Joe Biden has remained a steady fixture in American politics for decades. Besides his most well-known position as vice president alongside former president Barack Obama, Biden has seen generational change in America during his 36 years representing Delaware in the Senate. In part because of the public tragedies he has endured in his life — losing his wife and child in a car accident and then losing his son Beau to brain cancer — Biden has managed to appear in modern media as generally kind, likable and affectionate towards his friends and family.

This recent wave of accusations isn’t the first time Joe Biden has seen controversy. His first presidential run in 1987 was marred by the discovery of his plagiarism in law school. In 2007, he received backlash for describing then-fellow Democratic candidate Obama as “the first mainstream African-American who is articulate and bright and clean and a nice-looking guy,” in 2007, which received backlash. Despite these blunders, Biden’s image as a kind politician has been popularized in the last decade.

I specifically mention Biden’s history in the media because his positive public image — especially in the past few years — is currently being used to defend him. He’s no stranger to controversy, and has made mistakes in the past. And now, with a new set of allegations being brought against him, there is no reason his affable, kind image shouldn’t change accordingly.

On March 29, Lucy Flores, a former Nevada lieutenant governor nominee, wrote in an article in New York Magazine’s the Cut that Biden sniffed her hair and gave her “a big slow kiss” on the back of her head. “I wanted nothing more than to get Biden away from me,” she wrote.

On April 1, Amy Lappos, a then-congressional aide for U.S. Rep.
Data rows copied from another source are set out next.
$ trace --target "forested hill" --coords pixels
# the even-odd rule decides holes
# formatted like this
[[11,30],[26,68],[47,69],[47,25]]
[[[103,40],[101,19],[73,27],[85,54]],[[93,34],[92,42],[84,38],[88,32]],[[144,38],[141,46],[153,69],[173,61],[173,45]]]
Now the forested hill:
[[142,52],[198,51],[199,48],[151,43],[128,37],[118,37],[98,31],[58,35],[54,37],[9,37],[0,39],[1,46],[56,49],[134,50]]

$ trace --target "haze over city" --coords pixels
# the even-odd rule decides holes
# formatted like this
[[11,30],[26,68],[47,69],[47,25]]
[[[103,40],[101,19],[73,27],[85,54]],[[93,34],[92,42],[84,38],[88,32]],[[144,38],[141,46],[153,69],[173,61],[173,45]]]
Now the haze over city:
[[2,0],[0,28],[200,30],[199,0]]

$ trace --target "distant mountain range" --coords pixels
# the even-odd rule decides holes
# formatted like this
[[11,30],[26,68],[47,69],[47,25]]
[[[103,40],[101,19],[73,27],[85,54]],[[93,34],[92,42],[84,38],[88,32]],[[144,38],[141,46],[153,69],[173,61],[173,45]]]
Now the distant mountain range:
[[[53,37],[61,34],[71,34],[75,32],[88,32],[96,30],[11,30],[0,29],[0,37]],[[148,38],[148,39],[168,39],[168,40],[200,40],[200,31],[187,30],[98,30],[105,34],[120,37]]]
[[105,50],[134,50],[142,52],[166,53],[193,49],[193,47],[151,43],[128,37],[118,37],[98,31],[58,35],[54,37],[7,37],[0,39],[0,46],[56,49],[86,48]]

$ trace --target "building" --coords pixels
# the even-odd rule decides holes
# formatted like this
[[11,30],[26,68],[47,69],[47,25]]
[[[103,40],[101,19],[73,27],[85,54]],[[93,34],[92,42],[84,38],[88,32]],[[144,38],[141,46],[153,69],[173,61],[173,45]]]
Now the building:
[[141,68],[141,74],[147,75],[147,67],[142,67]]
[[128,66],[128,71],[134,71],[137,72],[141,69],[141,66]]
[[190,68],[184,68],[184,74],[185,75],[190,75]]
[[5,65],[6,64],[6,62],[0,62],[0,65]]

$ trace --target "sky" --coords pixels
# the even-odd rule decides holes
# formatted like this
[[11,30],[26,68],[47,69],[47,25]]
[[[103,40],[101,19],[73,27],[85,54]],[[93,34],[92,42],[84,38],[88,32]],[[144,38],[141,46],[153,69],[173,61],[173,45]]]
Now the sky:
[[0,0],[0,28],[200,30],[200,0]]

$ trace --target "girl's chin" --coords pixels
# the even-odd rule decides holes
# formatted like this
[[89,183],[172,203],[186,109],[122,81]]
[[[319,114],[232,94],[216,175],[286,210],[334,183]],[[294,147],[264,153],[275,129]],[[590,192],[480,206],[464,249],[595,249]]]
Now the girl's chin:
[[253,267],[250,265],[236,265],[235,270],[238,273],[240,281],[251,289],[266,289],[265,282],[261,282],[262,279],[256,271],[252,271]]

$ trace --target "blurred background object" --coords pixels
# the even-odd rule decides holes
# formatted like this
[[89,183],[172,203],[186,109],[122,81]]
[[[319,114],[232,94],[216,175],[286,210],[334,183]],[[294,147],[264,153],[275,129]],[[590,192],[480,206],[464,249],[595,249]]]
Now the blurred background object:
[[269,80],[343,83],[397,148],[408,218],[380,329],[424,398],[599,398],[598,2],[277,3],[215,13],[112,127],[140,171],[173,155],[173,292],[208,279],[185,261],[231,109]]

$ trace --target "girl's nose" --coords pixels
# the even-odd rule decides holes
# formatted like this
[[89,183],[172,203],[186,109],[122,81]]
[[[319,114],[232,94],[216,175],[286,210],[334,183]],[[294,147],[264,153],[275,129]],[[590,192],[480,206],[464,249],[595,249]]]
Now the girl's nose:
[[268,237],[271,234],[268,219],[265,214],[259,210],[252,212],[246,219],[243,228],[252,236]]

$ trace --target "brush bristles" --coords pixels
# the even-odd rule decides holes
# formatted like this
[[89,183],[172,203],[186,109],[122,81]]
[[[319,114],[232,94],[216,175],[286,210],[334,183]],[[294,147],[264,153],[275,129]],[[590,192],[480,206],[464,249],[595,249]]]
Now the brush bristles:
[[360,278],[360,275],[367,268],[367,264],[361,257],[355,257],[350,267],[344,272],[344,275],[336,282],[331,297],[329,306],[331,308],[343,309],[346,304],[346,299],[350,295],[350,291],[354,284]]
Jim Himes (D-Conn.), accused Biden of invading her personal space at a Connecticut fundraiser in 2009. “He put his hand around my neck and pulled me in to rub noses with me. When he was pulling me in, I thought he was going to kiss me on the mouth,” she told the Hartford Courant.

In a video posted to Twitter, Biden vowed to be “mindful” of other people’s personal space in the future. He did not, however, directly apologize for his actions; instead, he attributed them to his innate desire for “human connection.”

It’s important to note these women have not accused Biden of sexual assault. The reality, though, is that Biden made women feel uncomfortable. In an era focused on believing and supporting people affected by harassment, I was surprised to find many vocal supporters of the movement defending Biden.

Alyssa Milano, actress and one of the biggest voices in the #MeToo movement, tweeted in a thread on April 1 that she would stand by Biden in leadership positions. “I believe that Joe Biden’s intent has never been to make anyone uncomfortable, and that his kind, empathetic leadership is what our country needs,” she wrote.

The hosts of the daytime talk show “The View” also defended Biden, choosing to focus on his actions rather than the women.

“I feel it would be really unfortunate if we got rid of everybody who was just an affectionate kind of person,” co-host Joy Behar said in an April 1 broadcast. “Those are nice people too.”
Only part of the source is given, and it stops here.